Sunday, May 6, 2012

The Impact of Major Urban Architectural Projects



There is a natural reaction from citizens and from governments when their cultures are not reflected in urban building projects. This often comes up in the Middle East. So many international architects make it their business to be contextual. As a result, their projects will feature doves, camels, falcons and other first-degree symbols of local history.

This issue is fascinating because if you look back a hundred years, you find that there was still such a thing as Indian architecture, Thai architecture, Chinese architecture, African architecture, Dutch architecture and Russian architecture. But now, almost all of these languages have disappeared, and are subsumed in a larger and seemingly universal style. The process has been like the disappearance of a spoken language.
Remnants of these differences still exist. For example, a high-rise in Singapore is inhabited in a very different way from a high-rise in the suburbs of Paris or a high-rise in China. Each of these cultures, which once had its own form of speaking, is not trying to resurrect its old language, but is interested in defining and asserting its uniqueness again.

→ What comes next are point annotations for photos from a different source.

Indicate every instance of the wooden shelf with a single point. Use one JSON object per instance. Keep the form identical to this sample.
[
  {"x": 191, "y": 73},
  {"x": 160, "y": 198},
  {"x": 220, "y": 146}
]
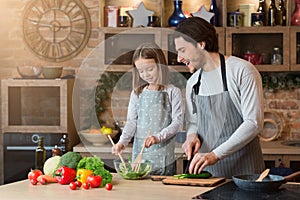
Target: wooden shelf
[
  {"x": 232, "y": 40},
  {"x": 294, "y": 41}
]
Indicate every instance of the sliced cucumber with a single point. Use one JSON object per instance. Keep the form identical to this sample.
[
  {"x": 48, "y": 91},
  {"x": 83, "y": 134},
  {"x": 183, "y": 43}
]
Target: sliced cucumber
[{"x": 203, "y": 174}]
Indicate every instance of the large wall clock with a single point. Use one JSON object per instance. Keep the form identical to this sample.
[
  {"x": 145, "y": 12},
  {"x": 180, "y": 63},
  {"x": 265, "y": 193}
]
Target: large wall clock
[{"x": 56, "y": 30}]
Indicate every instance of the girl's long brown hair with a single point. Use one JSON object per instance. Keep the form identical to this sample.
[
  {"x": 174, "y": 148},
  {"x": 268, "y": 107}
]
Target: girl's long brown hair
[{"x": 150, "y": 51}]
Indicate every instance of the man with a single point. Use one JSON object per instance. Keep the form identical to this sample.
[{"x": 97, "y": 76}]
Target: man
[{"x": 224, "y": 100}]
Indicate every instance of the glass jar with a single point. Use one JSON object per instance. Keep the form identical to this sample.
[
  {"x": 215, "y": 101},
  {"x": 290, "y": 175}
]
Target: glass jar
[
  {"x": 177, "y": 15},
  {"x": 276, "y": 58},
  {"x": 295, "y": 18},
  {"x": 214, "y": 9}
]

On the other hand, some cultures have managed to maintain their distinctiveness. It still is meaningful to say that someone is a Japanese architect, but relatively meaningless to say that someone is an American or a Dutch architect. The Dutch happily subsumed their identity into international modernism and found international resonances and connections. In Japan, however, there has always been an insistence that even a modern thing should respect tradition. Japanese forms are still particularly careful, particularly well made, particularly intricate; they do not surrender to a large or brutal scale.